A Rotterdam le 14 de septembre 1684

Monsieur

Je m’estime le plus heureux du monde de ce que la liberté que j’ai prise de vous faire donner les Nouvelles du mois de mars par votre libraire, et la justice que j’ai renduë à vos journaux [1] ne vous ont pas eté desagreables. J’aurois continué Monsieur, à vous envoier la suite de mes Nouvelles, si je n’eusse attendu de jour à autre qu’une personne qui devoit s’informer de vous si vous l’agréeriez, m’esclaircist de cela. Mais je n’ai plus besoin à present d’attendre qu’on m’en eclaircisse, vous l’avez fait vous meme Monsieur de la maniere la plus obligeante, puis qu’outre la belle lettre dont vous m’avez honoré, vous l’avez accompagnée / de vos trois derniers journaux [2] avec l’offre de me faire tenir la suitte. Je suis confus Monsieur d’une si grande honneteté* dont [je] me reconnois si peu digne, et je n’aurois jamais osé espérer qu’un jour je lirois ce bel ouvrage ex dono autoris [3]. J’ai bien toujours esperé qu’en quelque lieu que j’allasse, je continuerois de profiter d’une si agreable lecture, comme j’ai toujours fait depuis que vous donnez au public cette production ; on la trouve par tous les pays où les lettres sont cultivées, et si elle n’y etoit pas, la passion que j’ai de la voir seroit capable de la faire venir partout où je me trouverois. J’etois donc assuré de ce coté là, mais voici un bonheur que je n’avois garde de me promettre, c’est Monsieur que vous me procurent [ sic] vous meme vos journaux. Jamais je n’ai eu tant de besoin de les etudier qu’à present, afin de tacher sur un si parfait /

modele d’acquerir l’art de breveté. J’admire comment vous pouvez en si peu de paroles toucher tout ce qui est essentiel à un ouvrage au lieu qu’il me faut de grands discours. Je tacherai Monsieur de devenir votre disciple en imitant le mieux qu’il sera en mon pouvoir votre grand art, et puis que vous me faites l’honneur de ne pas refuser les lettres que je prendrai la liberté de vous ecrire, ni les Nouvelles que je publierai, je joins à cette lettre tout ce qui en a paru depuis celles que vous avez receües par votre libraire. Le paquet partira pour Roüen par le premier bon vent d’où je donnerai bon ordre qu’il vous soit rendu promptement, mais ce ne sera jamais assez tot pour l’impatience où je suis que vous sachiez avec quelle reconnoissance, et quel respect j’honore votre merite.

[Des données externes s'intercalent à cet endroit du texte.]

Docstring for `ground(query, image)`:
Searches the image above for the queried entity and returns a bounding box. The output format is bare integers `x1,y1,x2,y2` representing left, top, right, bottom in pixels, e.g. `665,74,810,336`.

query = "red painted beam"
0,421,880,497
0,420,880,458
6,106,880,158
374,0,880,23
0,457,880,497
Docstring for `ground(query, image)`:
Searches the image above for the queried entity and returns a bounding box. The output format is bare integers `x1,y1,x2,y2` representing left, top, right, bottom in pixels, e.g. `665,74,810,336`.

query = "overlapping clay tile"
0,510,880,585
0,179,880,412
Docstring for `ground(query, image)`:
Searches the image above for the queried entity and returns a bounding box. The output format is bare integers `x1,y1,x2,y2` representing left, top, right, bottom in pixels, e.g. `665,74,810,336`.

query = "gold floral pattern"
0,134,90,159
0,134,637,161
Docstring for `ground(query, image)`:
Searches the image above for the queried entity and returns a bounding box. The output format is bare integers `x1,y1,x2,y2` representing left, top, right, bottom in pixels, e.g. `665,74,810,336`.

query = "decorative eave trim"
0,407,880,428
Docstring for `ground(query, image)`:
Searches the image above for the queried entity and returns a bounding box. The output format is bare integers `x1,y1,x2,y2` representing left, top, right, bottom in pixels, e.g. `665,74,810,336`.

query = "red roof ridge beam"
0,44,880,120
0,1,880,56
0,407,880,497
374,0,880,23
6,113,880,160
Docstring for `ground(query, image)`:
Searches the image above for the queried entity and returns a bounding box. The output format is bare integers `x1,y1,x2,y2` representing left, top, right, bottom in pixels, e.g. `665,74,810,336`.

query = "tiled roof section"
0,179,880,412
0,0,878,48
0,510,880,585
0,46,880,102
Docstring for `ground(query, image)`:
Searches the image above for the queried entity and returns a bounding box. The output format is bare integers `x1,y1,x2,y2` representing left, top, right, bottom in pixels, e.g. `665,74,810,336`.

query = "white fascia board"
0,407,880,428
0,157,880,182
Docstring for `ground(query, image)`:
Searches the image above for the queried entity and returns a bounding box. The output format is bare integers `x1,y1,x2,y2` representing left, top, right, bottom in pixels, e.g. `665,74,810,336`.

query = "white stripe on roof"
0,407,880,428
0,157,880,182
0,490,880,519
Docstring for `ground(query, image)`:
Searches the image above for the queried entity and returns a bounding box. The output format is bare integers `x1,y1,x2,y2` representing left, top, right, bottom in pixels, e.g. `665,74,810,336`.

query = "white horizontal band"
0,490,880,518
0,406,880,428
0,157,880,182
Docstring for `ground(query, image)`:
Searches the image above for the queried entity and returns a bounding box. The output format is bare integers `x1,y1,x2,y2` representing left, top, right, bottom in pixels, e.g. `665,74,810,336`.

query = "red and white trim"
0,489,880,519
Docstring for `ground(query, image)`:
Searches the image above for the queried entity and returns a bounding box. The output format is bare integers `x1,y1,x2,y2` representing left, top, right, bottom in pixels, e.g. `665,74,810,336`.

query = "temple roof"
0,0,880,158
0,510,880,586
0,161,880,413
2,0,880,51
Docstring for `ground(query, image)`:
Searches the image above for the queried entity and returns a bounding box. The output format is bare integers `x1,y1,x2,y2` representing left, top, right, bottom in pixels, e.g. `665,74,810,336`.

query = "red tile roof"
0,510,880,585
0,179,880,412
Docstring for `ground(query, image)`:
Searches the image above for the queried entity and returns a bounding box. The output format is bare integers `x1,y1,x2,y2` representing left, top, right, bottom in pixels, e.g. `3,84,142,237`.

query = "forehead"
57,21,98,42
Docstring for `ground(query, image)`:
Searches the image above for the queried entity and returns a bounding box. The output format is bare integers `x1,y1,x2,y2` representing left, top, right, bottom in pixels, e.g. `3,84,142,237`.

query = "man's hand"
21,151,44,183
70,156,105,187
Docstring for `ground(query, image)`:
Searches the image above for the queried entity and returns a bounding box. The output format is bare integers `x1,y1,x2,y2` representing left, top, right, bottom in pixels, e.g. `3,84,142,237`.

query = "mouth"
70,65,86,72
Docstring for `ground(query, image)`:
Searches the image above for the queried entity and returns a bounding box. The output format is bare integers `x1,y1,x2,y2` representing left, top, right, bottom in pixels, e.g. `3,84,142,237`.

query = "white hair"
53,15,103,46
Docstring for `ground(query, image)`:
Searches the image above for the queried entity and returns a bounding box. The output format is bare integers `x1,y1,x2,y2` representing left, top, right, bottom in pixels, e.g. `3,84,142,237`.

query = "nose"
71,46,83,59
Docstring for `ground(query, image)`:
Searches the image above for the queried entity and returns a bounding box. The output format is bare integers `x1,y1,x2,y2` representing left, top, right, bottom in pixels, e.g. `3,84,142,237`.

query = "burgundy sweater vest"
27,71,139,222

Je suis Monsieur votre tres humble et tres obeissant serviteur
Bayle

Notes :

[1Bayle répond ici à la lettre de l’ abbé de La Roque, à qui il avait envoyé un exemplaire des NRL du mois de mars 1684 : voir Lettre 325, n.1.

[2La Roque avait répondu à Bayle en lui envoyant des exemplaires du JS : voir Lettre 325.

[3« don de l’auteur ».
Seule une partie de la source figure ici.